In the early years of the new United States, Presidents and Ex-Presidents had pride of place among the celebrities that attracted public interest. The fascination with James Madison stemmed from the notable role he played in the creation of the Constitution, and his outliving all his compatriots to become the “last of the Founders.” Foreigners and American citizens alike were anxious to meet the man who served as President and beat a path to his door, and retirement did little to diminish this appeal.
Today, Montpelier is the benefactor of James and Dolley Madison’s celebrity and the open door policy that reigned in Virginia. Many who came to see the Madisons in retirement recorded their impressions of the famous pair, their hospitality, and the house and its contents in letters to friends and family or in articles in newspapers and magazines. Montpelier staff has determinedly been collecting these accounts for many years because, when considered as a whole, they offer some of the best insights into life in the Madison household after their retirement from public life.
When visitors stepped through the front door they were ushered into the Drawing Room (108). Virtually every visitor entered this space in the center of the house, and it is the room which the site has selected to recreate first. George Shattuck was one of a number of guests who remarked on the view seen upon entering “. . . there are three windows to the east, reaching down to the floor and opening upon a piazza and upon a lawn.” These tall sash windows opened upwards to form doors to the outside where young Anne Mercer Slaughter tells us “. . . jessamine and roses , . . twined around the pillars of the rear porch, and gave an air of indescribable charm to the whole scene . . .”

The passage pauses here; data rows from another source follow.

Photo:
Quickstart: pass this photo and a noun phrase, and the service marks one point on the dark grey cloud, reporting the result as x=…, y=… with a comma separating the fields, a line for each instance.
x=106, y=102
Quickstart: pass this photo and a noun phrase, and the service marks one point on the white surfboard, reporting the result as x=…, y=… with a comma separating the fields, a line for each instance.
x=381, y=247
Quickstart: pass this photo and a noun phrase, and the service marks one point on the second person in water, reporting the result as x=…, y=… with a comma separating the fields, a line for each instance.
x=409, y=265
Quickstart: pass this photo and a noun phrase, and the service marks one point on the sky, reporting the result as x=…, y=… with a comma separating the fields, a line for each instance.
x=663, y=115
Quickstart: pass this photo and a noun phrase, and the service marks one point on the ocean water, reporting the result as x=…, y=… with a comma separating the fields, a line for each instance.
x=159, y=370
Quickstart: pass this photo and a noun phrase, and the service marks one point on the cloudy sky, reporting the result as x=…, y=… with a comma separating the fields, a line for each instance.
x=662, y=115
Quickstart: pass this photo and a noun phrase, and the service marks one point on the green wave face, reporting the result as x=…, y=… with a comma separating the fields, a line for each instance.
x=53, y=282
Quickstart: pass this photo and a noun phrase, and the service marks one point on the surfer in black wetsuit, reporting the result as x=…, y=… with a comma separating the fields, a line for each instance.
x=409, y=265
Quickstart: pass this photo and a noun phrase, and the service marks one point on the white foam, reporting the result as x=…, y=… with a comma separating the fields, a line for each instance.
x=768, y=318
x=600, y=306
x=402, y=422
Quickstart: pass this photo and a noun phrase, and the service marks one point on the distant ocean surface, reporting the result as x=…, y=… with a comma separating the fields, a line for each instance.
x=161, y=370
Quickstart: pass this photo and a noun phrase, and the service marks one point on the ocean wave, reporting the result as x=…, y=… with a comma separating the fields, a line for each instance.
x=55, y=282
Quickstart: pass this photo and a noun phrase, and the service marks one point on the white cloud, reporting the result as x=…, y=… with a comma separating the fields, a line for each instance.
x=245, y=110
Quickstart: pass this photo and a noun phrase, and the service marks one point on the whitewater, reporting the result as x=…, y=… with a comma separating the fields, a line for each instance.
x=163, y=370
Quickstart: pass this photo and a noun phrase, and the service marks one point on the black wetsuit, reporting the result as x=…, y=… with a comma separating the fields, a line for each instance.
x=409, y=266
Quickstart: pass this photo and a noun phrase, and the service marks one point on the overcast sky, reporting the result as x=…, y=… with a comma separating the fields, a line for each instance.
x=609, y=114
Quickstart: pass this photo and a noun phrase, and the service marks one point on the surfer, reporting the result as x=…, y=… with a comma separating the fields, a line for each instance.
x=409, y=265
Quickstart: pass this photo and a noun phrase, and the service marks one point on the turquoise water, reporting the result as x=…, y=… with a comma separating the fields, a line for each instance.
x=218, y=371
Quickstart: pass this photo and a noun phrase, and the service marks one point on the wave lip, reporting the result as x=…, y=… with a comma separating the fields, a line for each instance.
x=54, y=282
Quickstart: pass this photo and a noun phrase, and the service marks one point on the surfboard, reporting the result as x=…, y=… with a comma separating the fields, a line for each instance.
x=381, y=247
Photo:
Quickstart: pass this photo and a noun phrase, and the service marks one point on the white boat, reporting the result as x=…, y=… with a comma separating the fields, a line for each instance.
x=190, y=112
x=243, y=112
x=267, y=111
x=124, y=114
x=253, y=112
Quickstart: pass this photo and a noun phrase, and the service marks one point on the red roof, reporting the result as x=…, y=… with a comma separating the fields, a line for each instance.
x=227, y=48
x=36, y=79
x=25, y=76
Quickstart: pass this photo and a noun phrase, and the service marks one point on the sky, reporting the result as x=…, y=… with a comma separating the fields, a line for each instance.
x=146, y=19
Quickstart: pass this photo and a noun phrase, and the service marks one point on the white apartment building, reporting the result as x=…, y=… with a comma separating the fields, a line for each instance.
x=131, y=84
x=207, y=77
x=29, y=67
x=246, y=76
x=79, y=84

In 1827 the Drawing Room inspired lawyer Henry Gilpin to write:
much of the furniture of the room had the appearance of Presidential splendour, such as sofas covered with crimson damask on each side, three or four large looking glasses &c – & every thing displayed in its arrangement great order neatness & taste – for which I fancy Mrs. Madison is remarkable.
The feature of the room which garnered comments from most visitors was the many works of art – paintings and sculptures. Margaret Bayard Smith wrote in 1828 that:
The drawing-room walls are covered with pictures, some very fine, from the ancient masters, but most of them portraits of our most distinguished men, six or eight by Stewart. The mantelpiece, tables in each corner and in fact wherever one could be fixed, were filled with busts, and groups of figures in plaster, so that this apartment had more the appearance of a museum of the arts than of a drawing room. It was a charming room, giving activity to the mind, by the historic and classic ideas that it awakened.
Previous posts on this blog have offered a brief glimpse at the first element of the furnishings to be recreated – the 16 oil paintings that hung on the walls of the drawing room. This project, completed in 2008 and made possible by a grant from the Institute of Museum and Library Services, owed much to visitor accounts, which aided scholars in determining where each of the works hung. But the recreation of the paintings is just the beginning of efforts to recreate the room in its entirety. Visitor accounts will supply many clues as the site tackles research on the sculpture, furniture, carpets, curtains, “electrical machine,” and pianoforte that filled the room.
One example of what is to come . . .
Nail holes in the original plaster walls provide evidence that large objects hung on either side of the entrance door. These could have been taken as evidence of additional paintings, except for the information found in several visitor accounts. Benjamin Latrobe’s son John noted that walls were “. . . covered with paintings, save where two immense mirrors on the side at which you enter conceal large portions.”
Montpelier will use the nail hole information to compare against mirrors purported to have been owned by James Madison in search of a match. Failing that, the site can look for period mirrors with the same dimensions or commission reproduction frames that match the nail hole evidence. And, as researchers delve into a wealth of documentary sources, there is the possibility an order or letter may surface to provide more details about the mirrors.